Waters was an itinerant and enterprising photographer and filmmaker based in North Carolina. To make his Movies of Local People he would visit a town and shoot candid footage of the residents. After he assembled a movie he would return to the town, where, for the price of a ticket, townspeople could see themselves on the screen, usually for the very first time. A large collection of his films is housed in Duke’s David M. Rubenstein Rare Book & Manuscript Library and also available online. For Kannapolis, clips drawn from the archive were stitched together by film director Finn Taylor.
While in residence, Scheinman and her collaborators participated in a variety of engagements with the Duke and Durham communities, including: a visit to Margaret Sartor’s “Photography in Context” class, in which Scheinman discussed her experience creating a new work incorporating archival materials; a brown-bag lunch at the Center for Documentary Studies, in which she described her process in creating the new project; a visit to Robert Zimmerman’s “Songwriter’s Vocabulary” class, in which she discussed her work as a composer and songwriter and offered feedback to students who shared their own songs; and a public conversation moderated by Tom Rankin, in which Scheinman and Finn Taylor discussed the experience of working with Waters’ films and with each other.

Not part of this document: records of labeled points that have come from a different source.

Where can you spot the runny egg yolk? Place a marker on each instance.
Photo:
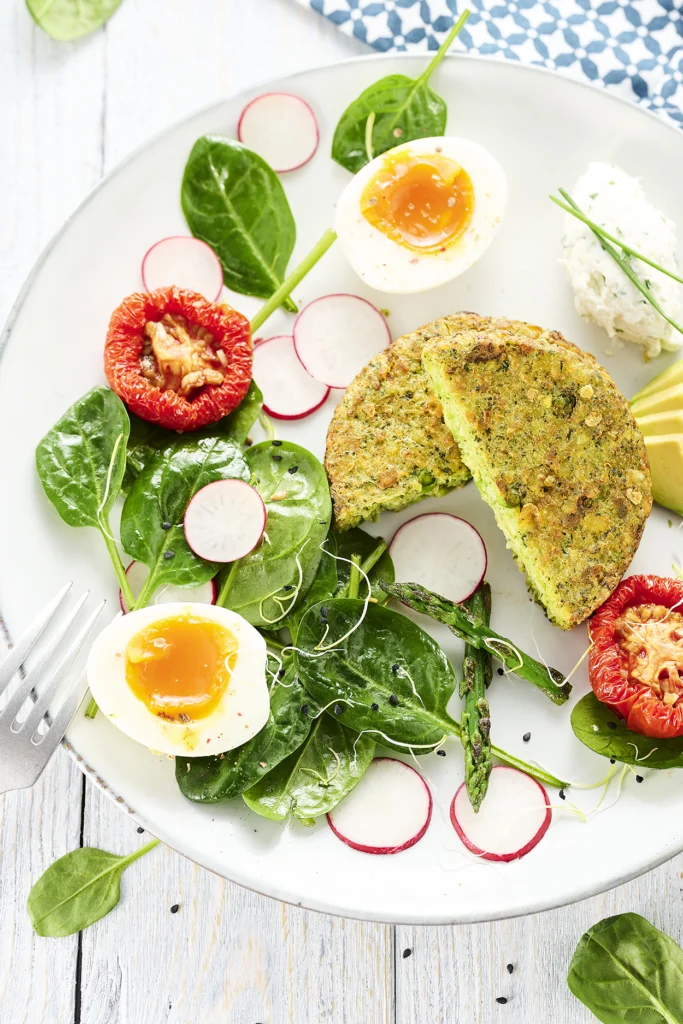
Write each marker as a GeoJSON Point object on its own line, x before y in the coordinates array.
{"type": "Point", "coordinates": [424, 202]}
{"type": "Point", "coordinates": [180, 667]}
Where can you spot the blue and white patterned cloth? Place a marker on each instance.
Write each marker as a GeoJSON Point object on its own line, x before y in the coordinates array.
{"type": "Point", "coordinates": [634, 47]}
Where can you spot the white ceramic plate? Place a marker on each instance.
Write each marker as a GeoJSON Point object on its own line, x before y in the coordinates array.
{"type": "Point", "coordinates": [544, 129]}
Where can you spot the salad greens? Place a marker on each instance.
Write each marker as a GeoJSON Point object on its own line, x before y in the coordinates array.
{"type": "Point", "coordinates": [267, 584]}
{"type": "Point", "coordinates": [395, 110]}
{"type": "Point", "coordinates": [233, 201]}
{"type": "Point", "coordinates": [79, 889]}
{"type": "Point", "coordinates": [67, 19]}
{"type": "Point", "coordinates": [628, 972]}
{"type": "Point", "coordinates": [314, 778]}
{"type": "Point", "coordinates": [81, 464]}
{"type": "Point", "coordinates": [152, 522]}
{"type": "Point", "coordinates": [606, 733]}
{"type": "Point", "coordinates": [225, 775]}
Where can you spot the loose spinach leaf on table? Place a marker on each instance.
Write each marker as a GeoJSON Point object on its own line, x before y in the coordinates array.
{"type": "Point", "coordinates": [314, 778]}
{"type": "Point", "coordinates": [603, 731]}
{"type": "Point", "coordinates": [266, 585]}
{"type": "Point", "coordinates": [628, 972]}
{"type": "Point", "coordinates": [219, 777]}
{"type": "Point", "coordinates": [161, 495]}
{"type": "Point", "coordinates": [233, 201]}
{"type": "Point", "coordinates": [78, 889]}
{"type": "Point", "coordinates": [67, 19]}
{"type": "Point", "coordinates": [393, 111]}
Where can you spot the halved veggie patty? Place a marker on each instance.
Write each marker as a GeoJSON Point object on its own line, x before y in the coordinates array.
{"type": "Point", "coordinates": [177, 359]}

Kannapolis is the second installment in Duke Performances’ From the Archives initiative, in which performing artists create works engaging archival materials from the Rubenstein Library (the first project, Corduroy Roads, by guitarist William Tyler, drew on photographs from the Civil War). The collaborations raise public awareness of the library’s rich, multifaceted collections while providing artists with compelling material for new works. The Waters archive is an incredible window into North Carolina history. With its contemporary evocation of the traditional sounds of the region, Scheinman’s music brings this parade of humanity from the past into conversation with the present.